Insurance Fraud Investigation using Linkurious

In the US alone, insurance fraud cost companies around 80 billion dollars each year. Being able to detect fraud schemes before the fraudsters have been able to access the funds they’re trying to steal is a major advantage for insurance companies and their customers. Nevertheless, the detection and investigation processes remain difficult for these institutions. Most of them simply lack the appropriate tools to detect complex fraud patterns that blend with normal user behavior and to investigate complex fraud cases.

Linkurious enables deep and efficient visual investigation of suspicious patterns in your data. Here we’ll take a look at property damage claims and how Linkurious can help analysts investigate fraudulent looking cases.

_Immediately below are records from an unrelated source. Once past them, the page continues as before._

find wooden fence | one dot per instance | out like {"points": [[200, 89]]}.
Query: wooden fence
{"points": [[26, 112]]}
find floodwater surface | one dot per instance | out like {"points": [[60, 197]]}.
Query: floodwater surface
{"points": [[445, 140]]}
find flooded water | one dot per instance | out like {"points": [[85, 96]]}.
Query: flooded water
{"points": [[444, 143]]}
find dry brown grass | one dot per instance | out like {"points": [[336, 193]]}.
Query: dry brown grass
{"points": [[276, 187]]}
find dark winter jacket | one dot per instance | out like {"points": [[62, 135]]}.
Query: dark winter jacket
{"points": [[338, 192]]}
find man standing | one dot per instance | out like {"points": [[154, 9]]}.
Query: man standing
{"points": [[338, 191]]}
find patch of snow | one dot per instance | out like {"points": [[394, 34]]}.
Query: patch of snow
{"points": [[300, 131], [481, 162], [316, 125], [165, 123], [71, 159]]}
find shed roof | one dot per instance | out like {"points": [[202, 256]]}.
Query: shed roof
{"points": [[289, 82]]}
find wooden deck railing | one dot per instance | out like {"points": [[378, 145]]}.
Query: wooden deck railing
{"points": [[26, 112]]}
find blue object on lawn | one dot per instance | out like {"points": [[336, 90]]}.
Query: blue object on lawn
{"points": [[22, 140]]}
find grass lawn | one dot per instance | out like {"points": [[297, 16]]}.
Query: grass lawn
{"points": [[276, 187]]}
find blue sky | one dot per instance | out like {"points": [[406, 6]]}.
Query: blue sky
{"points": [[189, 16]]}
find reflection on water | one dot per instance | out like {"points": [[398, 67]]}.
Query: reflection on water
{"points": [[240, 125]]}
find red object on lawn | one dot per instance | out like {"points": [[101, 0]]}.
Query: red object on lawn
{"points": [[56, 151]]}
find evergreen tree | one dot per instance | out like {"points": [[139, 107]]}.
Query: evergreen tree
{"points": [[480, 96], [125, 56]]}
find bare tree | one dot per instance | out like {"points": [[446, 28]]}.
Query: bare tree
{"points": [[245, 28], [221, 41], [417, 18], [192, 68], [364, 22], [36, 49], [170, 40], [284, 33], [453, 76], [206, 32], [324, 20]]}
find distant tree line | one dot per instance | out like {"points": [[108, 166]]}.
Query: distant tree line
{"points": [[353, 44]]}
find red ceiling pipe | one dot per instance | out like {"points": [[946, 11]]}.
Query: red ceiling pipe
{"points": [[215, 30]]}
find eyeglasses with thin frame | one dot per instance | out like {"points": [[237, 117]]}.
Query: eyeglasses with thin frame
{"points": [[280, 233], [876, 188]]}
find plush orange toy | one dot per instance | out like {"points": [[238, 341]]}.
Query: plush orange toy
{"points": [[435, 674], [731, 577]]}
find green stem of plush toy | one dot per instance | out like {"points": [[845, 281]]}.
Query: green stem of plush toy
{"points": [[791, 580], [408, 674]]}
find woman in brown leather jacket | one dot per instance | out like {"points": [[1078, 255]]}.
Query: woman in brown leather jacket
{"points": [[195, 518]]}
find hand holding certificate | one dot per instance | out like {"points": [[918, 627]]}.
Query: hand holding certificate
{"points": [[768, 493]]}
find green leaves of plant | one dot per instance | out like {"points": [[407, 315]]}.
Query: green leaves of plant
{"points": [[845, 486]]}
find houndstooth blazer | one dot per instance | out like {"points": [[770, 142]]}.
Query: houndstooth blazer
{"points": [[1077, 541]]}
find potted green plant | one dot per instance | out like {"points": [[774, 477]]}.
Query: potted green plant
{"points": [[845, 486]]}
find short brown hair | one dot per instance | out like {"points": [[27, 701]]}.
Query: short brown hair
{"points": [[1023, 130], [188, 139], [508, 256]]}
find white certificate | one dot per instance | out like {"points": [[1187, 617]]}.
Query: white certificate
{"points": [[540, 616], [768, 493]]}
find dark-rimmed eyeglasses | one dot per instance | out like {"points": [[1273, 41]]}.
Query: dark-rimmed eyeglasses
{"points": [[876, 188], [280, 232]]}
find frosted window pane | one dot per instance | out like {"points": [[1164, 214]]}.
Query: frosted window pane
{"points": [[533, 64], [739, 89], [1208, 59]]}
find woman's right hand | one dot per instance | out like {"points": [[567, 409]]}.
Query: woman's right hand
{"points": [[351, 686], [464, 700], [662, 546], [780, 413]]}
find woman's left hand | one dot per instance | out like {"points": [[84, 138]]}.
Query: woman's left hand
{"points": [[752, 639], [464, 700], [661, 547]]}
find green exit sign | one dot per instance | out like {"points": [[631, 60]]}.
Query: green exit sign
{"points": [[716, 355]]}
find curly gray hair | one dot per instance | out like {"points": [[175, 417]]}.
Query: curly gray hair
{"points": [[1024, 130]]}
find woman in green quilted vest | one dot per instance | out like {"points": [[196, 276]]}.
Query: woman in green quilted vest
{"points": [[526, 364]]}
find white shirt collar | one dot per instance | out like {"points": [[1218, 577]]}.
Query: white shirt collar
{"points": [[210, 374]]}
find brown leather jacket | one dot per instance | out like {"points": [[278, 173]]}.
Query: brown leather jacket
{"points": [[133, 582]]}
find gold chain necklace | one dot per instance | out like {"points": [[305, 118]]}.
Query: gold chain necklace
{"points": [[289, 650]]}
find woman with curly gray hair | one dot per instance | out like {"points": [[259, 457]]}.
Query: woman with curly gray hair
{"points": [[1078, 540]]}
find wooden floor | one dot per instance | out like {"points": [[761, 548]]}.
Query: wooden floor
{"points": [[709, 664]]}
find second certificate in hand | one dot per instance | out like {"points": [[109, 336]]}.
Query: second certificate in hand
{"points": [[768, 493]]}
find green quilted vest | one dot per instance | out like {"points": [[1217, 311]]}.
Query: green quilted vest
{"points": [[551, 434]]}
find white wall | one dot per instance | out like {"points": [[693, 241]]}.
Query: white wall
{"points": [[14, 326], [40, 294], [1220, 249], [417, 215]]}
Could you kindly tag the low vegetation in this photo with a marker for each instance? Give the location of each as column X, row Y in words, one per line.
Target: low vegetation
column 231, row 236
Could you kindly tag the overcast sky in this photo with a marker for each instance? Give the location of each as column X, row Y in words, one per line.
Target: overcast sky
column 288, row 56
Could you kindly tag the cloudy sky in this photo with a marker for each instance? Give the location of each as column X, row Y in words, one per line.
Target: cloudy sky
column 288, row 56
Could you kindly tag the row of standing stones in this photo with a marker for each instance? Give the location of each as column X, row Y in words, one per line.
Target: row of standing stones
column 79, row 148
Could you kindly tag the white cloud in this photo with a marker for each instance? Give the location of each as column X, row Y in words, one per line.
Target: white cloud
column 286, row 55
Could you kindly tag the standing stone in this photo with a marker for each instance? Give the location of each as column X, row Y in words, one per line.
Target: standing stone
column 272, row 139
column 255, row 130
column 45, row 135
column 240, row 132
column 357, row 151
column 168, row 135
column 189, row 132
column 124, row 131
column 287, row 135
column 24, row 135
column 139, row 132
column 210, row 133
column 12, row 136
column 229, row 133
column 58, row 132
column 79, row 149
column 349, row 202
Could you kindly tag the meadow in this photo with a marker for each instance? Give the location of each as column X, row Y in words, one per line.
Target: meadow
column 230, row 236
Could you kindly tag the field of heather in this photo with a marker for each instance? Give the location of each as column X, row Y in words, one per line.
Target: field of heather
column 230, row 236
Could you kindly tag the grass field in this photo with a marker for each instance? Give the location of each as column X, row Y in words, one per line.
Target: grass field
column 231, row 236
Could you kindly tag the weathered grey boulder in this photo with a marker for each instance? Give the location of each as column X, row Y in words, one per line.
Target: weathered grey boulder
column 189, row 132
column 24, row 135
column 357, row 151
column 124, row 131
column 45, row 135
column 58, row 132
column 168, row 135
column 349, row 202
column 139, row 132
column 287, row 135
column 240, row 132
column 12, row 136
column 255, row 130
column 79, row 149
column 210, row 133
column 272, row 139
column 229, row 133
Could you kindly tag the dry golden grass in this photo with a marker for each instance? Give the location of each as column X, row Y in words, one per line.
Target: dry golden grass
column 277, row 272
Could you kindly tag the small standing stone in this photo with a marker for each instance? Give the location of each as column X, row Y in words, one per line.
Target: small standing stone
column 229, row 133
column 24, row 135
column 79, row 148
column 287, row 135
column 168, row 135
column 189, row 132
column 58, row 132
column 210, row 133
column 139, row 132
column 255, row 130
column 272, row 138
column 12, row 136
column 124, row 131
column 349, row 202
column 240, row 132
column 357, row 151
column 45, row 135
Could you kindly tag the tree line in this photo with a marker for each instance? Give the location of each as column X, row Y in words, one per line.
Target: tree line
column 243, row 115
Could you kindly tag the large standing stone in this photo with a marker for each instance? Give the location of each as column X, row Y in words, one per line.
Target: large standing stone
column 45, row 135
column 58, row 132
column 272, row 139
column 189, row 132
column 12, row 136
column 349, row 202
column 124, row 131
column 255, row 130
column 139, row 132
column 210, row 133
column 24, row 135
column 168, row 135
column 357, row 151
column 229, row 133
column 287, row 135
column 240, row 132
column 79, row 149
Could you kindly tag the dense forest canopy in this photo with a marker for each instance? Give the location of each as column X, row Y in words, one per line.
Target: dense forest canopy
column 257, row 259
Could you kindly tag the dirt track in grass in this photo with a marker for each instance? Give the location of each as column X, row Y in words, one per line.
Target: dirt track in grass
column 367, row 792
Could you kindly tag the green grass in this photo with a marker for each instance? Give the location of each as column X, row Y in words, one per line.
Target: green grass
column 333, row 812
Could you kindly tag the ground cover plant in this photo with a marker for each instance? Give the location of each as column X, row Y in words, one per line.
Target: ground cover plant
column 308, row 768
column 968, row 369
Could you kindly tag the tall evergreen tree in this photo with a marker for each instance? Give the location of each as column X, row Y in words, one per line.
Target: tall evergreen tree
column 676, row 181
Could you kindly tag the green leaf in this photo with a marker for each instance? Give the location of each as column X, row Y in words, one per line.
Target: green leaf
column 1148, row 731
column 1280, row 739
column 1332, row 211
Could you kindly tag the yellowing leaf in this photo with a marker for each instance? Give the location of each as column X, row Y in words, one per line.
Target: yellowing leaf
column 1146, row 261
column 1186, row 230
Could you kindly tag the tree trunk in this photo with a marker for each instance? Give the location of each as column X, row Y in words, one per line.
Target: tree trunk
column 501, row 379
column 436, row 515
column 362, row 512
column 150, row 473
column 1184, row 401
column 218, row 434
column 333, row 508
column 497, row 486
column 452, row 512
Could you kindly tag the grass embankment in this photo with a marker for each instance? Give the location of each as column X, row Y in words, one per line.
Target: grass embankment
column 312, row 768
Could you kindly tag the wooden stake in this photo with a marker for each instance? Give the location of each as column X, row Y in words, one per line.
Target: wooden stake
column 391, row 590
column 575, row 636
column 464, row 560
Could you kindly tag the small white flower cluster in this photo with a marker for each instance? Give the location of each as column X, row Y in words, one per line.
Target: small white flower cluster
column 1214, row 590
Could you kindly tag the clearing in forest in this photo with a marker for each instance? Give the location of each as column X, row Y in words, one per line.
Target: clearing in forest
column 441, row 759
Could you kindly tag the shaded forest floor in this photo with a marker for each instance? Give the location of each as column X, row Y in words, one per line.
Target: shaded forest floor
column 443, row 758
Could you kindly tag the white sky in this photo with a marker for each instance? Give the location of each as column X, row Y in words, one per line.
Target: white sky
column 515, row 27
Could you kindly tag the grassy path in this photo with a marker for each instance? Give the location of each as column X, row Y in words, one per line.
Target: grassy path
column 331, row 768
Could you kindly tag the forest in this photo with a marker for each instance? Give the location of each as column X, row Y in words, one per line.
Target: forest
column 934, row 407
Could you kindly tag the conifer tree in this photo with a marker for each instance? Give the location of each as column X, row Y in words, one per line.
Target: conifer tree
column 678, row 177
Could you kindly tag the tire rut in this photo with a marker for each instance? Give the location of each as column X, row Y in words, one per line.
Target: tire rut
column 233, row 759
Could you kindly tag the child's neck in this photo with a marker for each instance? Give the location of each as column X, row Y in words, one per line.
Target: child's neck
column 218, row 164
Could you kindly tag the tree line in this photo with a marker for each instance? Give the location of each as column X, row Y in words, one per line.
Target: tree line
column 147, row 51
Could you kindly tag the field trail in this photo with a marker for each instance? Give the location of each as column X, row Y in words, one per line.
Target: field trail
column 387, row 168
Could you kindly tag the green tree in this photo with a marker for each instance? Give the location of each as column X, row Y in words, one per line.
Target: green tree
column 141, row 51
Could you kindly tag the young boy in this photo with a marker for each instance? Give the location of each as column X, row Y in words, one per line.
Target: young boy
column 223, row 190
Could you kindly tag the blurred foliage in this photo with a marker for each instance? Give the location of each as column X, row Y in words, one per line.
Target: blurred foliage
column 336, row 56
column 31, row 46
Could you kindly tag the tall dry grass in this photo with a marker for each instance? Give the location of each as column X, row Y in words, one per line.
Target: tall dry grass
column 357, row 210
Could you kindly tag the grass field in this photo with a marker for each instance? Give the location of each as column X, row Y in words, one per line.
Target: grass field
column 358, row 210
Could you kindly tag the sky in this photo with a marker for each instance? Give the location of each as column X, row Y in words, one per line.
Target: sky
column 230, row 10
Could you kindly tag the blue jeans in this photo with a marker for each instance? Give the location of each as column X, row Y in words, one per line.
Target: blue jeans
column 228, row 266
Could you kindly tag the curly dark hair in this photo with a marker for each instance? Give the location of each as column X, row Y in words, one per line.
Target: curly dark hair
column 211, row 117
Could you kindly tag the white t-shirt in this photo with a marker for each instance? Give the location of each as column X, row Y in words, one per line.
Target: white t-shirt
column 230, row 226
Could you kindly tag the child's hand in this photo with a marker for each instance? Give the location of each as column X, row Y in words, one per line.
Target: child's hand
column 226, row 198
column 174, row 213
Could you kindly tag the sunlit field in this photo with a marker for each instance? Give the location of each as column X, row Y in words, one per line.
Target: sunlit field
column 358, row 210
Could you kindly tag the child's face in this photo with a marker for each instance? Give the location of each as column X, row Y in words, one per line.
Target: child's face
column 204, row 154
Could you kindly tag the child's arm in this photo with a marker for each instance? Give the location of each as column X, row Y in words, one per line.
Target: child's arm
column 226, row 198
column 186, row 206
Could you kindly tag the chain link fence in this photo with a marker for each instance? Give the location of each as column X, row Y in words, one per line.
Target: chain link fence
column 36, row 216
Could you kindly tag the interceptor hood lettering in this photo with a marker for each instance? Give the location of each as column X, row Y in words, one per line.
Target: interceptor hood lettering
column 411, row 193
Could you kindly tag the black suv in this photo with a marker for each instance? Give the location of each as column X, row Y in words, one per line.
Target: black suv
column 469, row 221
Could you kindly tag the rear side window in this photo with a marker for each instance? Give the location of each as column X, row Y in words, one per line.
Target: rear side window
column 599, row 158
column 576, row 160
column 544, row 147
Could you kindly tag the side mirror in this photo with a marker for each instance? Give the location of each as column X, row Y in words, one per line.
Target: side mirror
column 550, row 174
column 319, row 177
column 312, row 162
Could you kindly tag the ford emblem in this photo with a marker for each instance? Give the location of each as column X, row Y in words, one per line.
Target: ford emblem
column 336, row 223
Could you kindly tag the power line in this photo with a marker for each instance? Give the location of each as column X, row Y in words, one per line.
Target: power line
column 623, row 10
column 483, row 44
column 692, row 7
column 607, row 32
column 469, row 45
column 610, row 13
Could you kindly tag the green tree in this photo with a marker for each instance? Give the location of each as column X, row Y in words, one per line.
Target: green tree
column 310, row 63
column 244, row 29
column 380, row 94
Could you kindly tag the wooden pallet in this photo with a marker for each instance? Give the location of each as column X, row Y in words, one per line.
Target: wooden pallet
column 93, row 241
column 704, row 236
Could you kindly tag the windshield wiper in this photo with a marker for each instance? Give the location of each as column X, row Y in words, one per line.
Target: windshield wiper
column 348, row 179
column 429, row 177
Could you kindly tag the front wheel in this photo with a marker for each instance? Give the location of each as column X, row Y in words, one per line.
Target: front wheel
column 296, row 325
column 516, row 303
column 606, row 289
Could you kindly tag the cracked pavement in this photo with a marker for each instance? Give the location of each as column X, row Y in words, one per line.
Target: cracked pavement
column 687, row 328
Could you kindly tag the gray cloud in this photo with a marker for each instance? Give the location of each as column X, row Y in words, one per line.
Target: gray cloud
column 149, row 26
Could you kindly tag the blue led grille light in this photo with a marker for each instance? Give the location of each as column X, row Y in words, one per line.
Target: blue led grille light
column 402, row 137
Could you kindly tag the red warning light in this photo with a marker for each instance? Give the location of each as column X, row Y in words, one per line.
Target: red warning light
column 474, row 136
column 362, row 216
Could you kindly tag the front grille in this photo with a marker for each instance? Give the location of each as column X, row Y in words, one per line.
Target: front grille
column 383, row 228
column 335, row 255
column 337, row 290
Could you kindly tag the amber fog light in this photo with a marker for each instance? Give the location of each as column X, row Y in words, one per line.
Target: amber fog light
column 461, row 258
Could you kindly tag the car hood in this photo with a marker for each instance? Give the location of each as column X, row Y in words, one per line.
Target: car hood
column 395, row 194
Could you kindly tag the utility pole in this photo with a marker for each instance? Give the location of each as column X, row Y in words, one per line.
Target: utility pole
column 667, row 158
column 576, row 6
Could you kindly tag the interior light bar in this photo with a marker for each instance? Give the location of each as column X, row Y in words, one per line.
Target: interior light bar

Using graphs to spot insurance fraud

Insurance fraud is rarely the work of an isolated individual. Fraudsters usually form complex networks that are difficult to detect for insurance and financial institutions. One of the most common techniques used by fraudsters is to forge fake identities, file several claims and cash the insurance checks. Creating fake identities requires to forge or usurp personal information like social security numbers (SSN), addresses, credit cards, etc. These pieces of information are then submitted by the fraudsters to the insurance companies as they become customers. Forging new information for each fake identity they create comes at a high cost for fraudsters. This is why they often recycle this data to create several fake identities.

insurance fraud network example

A graph approach can help us spot suspicious connections

The picture above shows two customers and what they are connected to. Each customer has a unique personal address, phone number and email but somehow they share the same SSN number, which is normally unique for each individual.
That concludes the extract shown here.